Conclui-se que o Projeto de Lei, embora bem-intencionado em seu propósito de combater a impunidade, pode gerar desafios práticos significativos ao sistema de justiça criminal. A mera alteração da natureza da ação penal, sem o acompanhamento de investimentos em infraestrutura, capacitação e mecanismos de apoio à vítima, pode apenas transferir a ineficiência para outras etapas da persecução. Uma política criminal mais coerente e eficaz exigiria uma abordagem multifacetada, que combine a proatividade estatal com o suporte adequado às vítimas e a modernização dos meios de investigação, especialmente frente às complexidades das fraudes digitais.


1. Introdução

1.1. Apresentação do Projeto de Lei (PL 2855, de 2025) e seu objetivo central

O presente ensaio tem como ponto de partida a análise do Projeto de Lei Nº 2855, de 2025, de autoria do Senador Marcos do Val, que propõe a revogação do § 5º do Art. 171. do Código Penal. O objetivo central desta iniciativa legislativa é transformar o crime de estelionato (Art. 171. do Código Penal) de sua atual condição de crime de ação penal pública condicionada à representação da vítima para um crime de ação penal pública incondicionada. Em termos práticos, isso significa que a persecução criminal do estelionato poderia ser iniciada de ofício pelo Ministério Público, sem a necessidade de autorização ou consentimento expresso da vítima.
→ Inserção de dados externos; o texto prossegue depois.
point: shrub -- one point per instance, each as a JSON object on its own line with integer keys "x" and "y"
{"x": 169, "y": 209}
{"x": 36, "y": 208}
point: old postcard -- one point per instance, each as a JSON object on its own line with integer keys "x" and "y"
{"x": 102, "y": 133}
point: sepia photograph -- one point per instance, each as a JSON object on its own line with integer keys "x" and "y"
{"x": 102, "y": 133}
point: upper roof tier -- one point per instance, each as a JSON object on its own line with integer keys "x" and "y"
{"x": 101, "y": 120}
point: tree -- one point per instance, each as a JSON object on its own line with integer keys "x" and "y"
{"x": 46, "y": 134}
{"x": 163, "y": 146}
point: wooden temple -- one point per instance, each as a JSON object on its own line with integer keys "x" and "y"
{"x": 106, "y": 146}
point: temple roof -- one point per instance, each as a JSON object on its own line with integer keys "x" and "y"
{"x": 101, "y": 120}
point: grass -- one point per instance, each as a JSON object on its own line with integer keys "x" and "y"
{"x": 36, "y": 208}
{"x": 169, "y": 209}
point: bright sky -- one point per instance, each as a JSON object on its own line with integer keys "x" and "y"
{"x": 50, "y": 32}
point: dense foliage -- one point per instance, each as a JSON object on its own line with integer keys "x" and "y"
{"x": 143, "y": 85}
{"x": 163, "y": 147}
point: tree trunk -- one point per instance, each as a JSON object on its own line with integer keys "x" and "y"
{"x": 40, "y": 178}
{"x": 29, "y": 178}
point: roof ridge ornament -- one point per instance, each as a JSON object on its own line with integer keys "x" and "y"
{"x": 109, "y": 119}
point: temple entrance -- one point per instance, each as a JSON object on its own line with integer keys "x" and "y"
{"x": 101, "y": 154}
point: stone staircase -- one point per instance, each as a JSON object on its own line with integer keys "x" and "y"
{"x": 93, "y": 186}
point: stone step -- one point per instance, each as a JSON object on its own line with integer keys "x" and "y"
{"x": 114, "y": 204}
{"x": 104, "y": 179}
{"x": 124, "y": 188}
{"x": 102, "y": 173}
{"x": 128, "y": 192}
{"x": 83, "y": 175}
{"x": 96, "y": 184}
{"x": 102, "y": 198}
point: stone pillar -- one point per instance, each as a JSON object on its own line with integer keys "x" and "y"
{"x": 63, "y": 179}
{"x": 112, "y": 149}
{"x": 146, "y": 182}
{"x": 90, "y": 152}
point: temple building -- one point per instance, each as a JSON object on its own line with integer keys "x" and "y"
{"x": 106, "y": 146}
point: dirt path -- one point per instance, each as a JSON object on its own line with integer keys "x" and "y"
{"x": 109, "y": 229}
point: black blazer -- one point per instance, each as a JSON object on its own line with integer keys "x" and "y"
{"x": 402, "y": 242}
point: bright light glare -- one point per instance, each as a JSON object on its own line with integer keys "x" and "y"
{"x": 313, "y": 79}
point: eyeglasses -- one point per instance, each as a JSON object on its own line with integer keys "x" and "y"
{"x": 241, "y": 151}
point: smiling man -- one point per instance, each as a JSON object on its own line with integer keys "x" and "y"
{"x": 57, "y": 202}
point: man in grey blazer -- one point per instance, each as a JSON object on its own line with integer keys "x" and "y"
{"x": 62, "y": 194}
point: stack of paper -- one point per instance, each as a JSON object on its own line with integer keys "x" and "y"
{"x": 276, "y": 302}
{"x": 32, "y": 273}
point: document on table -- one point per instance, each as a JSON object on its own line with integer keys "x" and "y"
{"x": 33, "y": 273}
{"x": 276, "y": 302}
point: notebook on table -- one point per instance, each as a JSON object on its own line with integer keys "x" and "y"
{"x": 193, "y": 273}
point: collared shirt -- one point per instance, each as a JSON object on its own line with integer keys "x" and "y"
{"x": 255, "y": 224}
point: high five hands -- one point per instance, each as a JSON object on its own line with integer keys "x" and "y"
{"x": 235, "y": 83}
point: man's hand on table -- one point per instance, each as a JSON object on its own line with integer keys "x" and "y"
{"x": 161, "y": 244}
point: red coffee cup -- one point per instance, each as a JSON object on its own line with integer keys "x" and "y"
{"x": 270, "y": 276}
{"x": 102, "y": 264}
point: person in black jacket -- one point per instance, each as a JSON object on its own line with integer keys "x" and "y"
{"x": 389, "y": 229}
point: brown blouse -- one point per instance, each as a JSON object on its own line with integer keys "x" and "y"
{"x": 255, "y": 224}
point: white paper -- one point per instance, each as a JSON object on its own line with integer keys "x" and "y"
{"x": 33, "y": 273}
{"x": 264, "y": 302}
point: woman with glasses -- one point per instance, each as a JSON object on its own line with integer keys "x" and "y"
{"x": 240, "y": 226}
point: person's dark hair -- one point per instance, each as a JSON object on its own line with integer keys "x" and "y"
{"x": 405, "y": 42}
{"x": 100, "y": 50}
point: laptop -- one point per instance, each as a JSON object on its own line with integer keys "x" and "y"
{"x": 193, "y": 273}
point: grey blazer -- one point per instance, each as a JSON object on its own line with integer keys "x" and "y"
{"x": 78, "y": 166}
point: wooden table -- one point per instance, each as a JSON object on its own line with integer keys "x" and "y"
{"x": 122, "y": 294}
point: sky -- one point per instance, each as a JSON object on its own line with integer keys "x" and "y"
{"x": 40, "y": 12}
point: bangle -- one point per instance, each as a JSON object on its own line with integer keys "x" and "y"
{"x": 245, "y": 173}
A justificação apresentada para tal mudança reside na alegação de que houve um "disparada no número de estelionatos cometidos, especialmente pela internet", e que "muitos deles deixaram de ser punidos pela falta do preenchimento da condição – representação da vítima". O PL, portanto, busca atender a uma "necessidade das investigações dos crimes de estelionato, facilitando-as".

1.2. Contexto histórico da ação penal do crime de estelionato no Brasil

Para compreender a relevância do PL em questão, é fundamental contextualizar a evolução da ação penal do crime de estelionato no Brasil. Na redação originária do Código Penal de 1940, a ação penal para o crime de estelionato (Art. 171) era de natureza pública incondicionada. Isso conferia ao Estado, por meio do Ministério Público, a prerrogativa e o dever de iniciar a persecução criminal tão logo tomasse conhecimento do fato, independentemente da manifestação de vontade da vítima.
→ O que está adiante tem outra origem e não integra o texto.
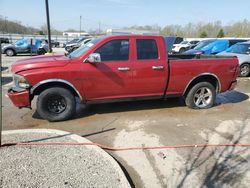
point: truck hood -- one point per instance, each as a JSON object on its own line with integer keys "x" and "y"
{"x": 39, "y": 62}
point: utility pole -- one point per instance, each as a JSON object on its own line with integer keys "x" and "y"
{"x": 80, "y": 24}
{"x": 48, "y": 24}
{"x": 5, "y": 24}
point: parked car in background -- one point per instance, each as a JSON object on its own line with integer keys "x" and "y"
{"x": 213, "y": 46}
{"x": 119, "y": 68}
{"x": 37, "y": 46}
{"x": 242, "y": 51}
{"x": 4, "y": 40}
{"x": 171, "y": 41}
{"x": 70, "y": 42}
{"x": 69, "y": 47}
{"x": 82, "y": 43}
{"x": 184, "y": 46}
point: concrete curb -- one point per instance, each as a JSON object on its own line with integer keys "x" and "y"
{"x": 123, "y": 180}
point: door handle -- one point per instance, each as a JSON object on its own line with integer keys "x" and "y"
{"x": 157, "y": 67}
{"x": 123, "y": 68}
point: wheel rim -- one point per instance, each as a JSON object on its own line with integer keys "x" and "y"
{"x": 203, "y": 97}
{"x": 244, "y": 70}
{"x": 56, "y": 104}
{"x": 9, "y": 52}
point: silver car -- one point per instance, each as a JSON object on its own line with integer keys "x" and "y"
{"x": 242, "y": 51}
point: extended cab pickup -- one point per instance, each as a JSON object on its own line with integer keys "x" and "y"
{"x": 114, "y": 68}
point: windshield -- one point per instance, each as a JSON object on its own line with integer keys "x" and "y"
{"x": 82, "y": 49}
{"x": 203, "y": 43}
{"x": 240, "y": 48}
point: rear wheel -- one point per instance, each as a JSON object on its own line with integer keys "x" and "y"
{"x": 10, "y": 52}
{"x": 56, "y": 104}
{"x": 201, "y": 96}
{"x": 244, "y": 70}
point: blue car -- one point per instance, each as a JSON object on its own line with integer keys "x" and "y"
{"x": 37, "y": 46}
{"x": 213, "y": 46}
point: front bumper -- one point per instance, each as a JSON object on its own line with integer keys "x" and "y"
{"x": 20, "y": 98}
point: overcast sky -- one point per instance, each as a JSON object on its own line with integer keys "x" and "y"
{"x": 65, "y": 14}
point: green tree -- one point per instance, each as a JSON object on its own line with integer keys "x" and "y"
{"x": 221, "y": 34}
{"x": 203, "y": 34}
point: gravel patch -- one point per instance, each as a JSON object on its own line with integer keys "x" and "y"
{"x": 56, "y": 166}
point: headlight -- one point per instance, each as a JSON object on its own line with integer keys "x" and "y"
{"x": 20, "y": 81}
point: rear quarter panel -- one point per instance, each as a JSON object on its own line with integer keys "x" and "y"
{"x": 182, "y": 72}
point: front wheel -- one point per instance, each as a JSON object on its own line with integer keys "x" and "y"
{"x": 201, "y": 96}
{"x": 56, "y": 104}
{"x": 244, "y": 70}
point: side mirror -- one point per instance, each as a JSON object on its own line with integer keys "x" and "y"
{"x": 93, "y": 58}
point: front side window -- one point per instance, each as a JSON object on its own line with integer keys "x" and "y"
{"x": 146, "y": 49}
{"x": 115, "y": 50}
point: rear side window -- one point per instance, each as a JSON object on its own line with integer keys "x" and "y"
{"x": 146, "y": 49}
{"x": 115, "y": 50}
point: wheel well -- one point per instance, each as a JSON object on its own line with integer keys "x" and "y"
{"x": 45, "y": 86}
{"x": 204, "y": 78}
{"x": 245, "y": 63}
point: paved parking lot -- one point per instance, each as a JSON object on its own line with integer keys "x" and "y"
{"x": 158, "y": 123}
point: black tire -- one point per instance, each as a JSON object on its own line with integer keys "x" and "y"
{"x": 244, "y": 70}
{"x": 56, "y": 104}
{"x": 10, "y": 52}
{"x": 201, "y": 96}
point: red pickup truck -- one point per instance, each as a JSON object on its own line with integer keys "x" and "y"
{"x": 115, "y": 68}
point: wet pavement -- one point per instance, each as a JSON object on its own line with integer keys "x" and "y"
{"x": 157, "y": 123}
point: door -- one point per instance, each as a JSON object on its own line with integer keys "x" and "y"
{"x": 150, "y": 68}
{"x": 112, "y": 77}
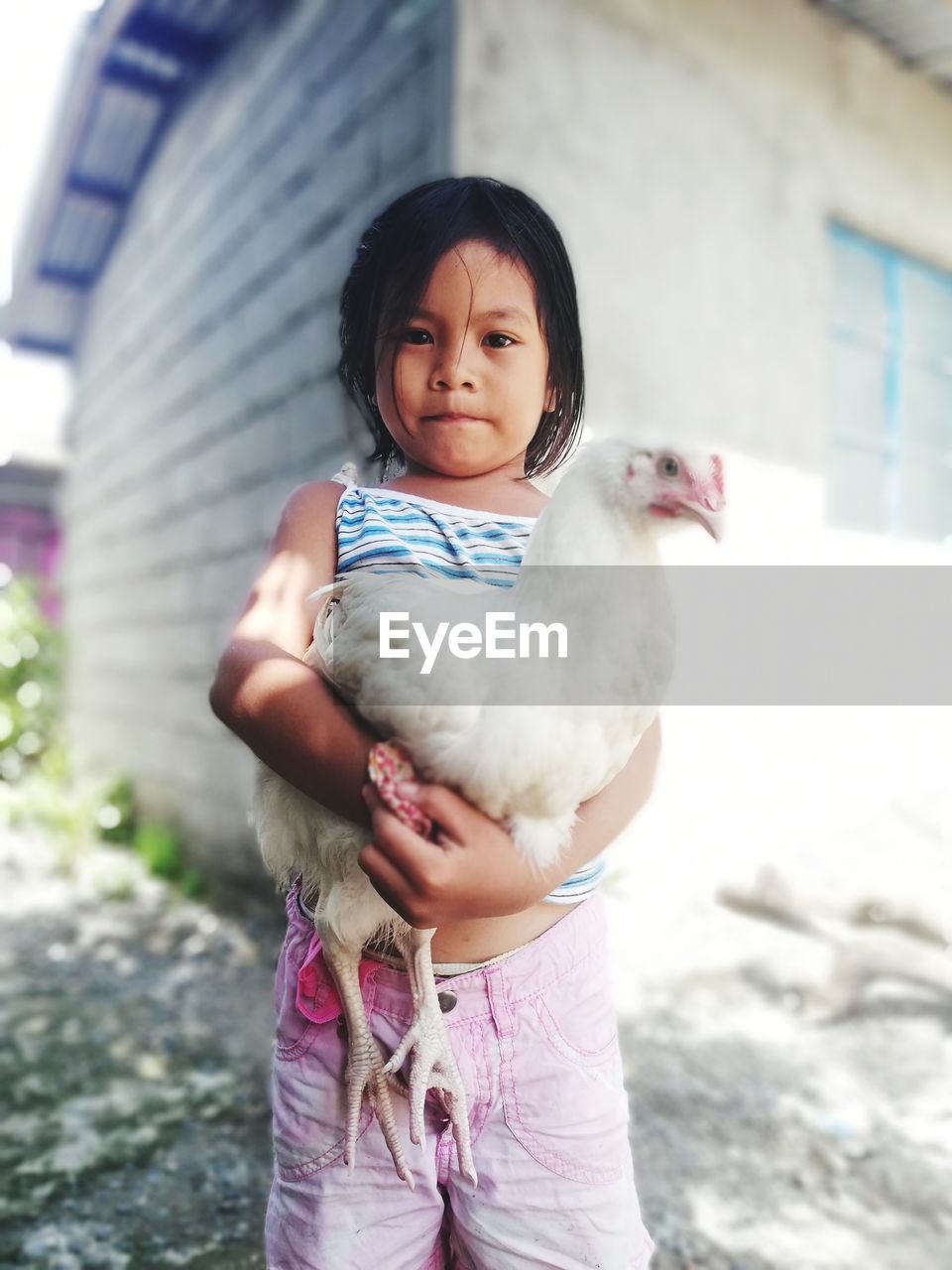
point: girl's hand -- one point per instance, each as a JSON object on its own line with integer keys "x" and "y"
{"x": 471, "y": 870}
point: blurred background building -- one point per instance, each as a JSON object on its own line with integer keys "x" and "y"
{"x": 757, "y": 197}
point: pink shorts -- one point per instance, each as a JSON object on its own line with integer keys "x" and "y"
{"x": 536, "y": 1040}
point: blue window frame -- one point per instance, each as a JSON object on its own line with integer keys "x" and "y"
{"x": 890, "y": 460}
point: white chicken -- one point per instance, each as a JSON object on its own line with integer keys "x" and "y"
{"x": 522, "y": 765}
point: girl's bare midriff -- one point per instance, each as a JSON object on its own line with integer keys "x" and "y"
{"x": 490, "y": 937}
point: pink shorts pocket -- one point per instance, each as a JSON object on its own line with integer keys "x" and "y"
{"x": 561, "y": 1080}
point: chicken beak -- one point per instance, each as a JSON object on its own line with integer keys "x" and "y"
{"x": 708, "y": 517}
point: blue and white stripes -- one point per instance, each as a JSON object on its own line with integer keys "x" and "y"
{"x": 386, "y": 530}
{"x": 389, "y": 530}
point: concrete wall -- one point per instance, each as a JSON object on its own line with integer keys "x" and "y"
{"x": 692, "y": 153}
{"x": 206, "y": 386}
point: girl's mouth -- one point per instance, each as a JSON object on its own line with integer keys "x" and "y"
{"x": 451, "y": 418}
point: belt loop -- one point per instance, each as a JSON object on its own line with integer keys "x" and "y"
{"x": 499, "y": 1003}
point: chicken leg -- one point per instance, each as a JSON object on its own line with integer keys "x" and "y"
{"x": 433, "y": 1065}
{"x": 366, "y": 1072}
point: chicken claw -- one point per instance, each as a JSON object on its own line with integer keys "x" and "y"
{"x": 366, "y": 1072}
{"x": 433, "y": 1066}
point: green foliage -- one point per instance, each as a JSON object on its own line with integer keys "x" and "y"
{"x": 37, "y": 784}
{"x": 31, "y": 675}
{"x": 160, "y": 848}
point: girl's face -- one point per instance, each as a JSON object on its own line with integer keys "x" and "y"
{"x": 471, "y": 370}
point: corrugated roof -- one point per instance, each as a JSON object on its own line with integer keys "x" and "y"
{"x": 916, "y": 31}
{"x": 132, "y": 68}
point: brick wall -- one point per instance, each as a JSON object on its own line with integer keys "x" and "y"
{"x": 206, "y": 388}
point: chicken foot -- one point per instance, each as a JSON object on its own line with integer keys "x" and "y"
{"x": 433, "y": 1065}
{"x": 366, "y": 1072}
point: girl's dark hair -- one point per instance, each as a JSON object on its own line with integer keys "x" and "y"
{"x": 394, "y": 262}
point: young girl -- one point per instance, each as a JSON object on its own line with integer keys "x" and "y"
{"x": 461, "y": 345}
Essa configuração permaneceu inalterada por décadas até a promulgação da Lei 13.964/2019, conhecida como "Pacote Anticrime". Com a entrada em vigor desta lei, o § 5º foi adicionado ao Art. 171. do Código Penal, alterando a regra geral para que o crime de estelionato passasse a ser, em princípio, de ação penal pública condicionada à representação do ofendido. No entanto, a própria lei estabeleceu exceções importantes a essa regra: a ação permaneceria pública incondicionada nos casos em que a vítima fosse a administração pública direta ou indireta, criança ou adolescente, pessoa com deficiência mental, maior de 70 anos ou incapaz. Essa mudança representou uma guinada significativa na política criminal brasileira em relação ao estelionato, transferindo para a vítima a iniciativa de dar prosseguimento à persecução penal na maioria dos casos.

1.3. Estrutura do ensaio e metodologia de pesquisa

Este ensaio está estruturado para oferecer uma análise abrangente e crítica do Projeto de Lei. Inicialmente, será apresentada a evolução do regime da ação penal do estelionato no Brasil, abordando a configuração original, as justificativas e as consequências da alteração promovida pelo "Pacote Anticrime", bem como as divergências e a unificação do entendimento jurisprudencial. Em seguida, o foco se voltará para a análise do PL 2855, de 2025, detalhando sua proposta, os argumentos que a fundamentam e os potenciais impactos para o sistema de justiça criminal brasileiro, incluindo a sobrecarga de órgãos e os efeitos na eficácia do combate à impunidade, em contraponto com o Plano Nacional de Política Criminal e Penitenciária. Posteriormente, será realizada uma discussão no direito comparado, examinando como a persecução da fraude é tratada em sistemas de common law (EUA, Reino Unido) e civil law (França, Alemanha, Espanha, Argentina). Por fim, o ensaio sintetizará uma opinião fundamentada acerca da pertinência e das dificuldades práticas do propósito do Projeto de Lei. A metodologia empregada envolveu a consulta a documentos legislativos primários, doutrina especializada e decisões jurisprudenciais dos tribunais superiores brasileiros, complementada por pesquisa em fontes de direito comparado.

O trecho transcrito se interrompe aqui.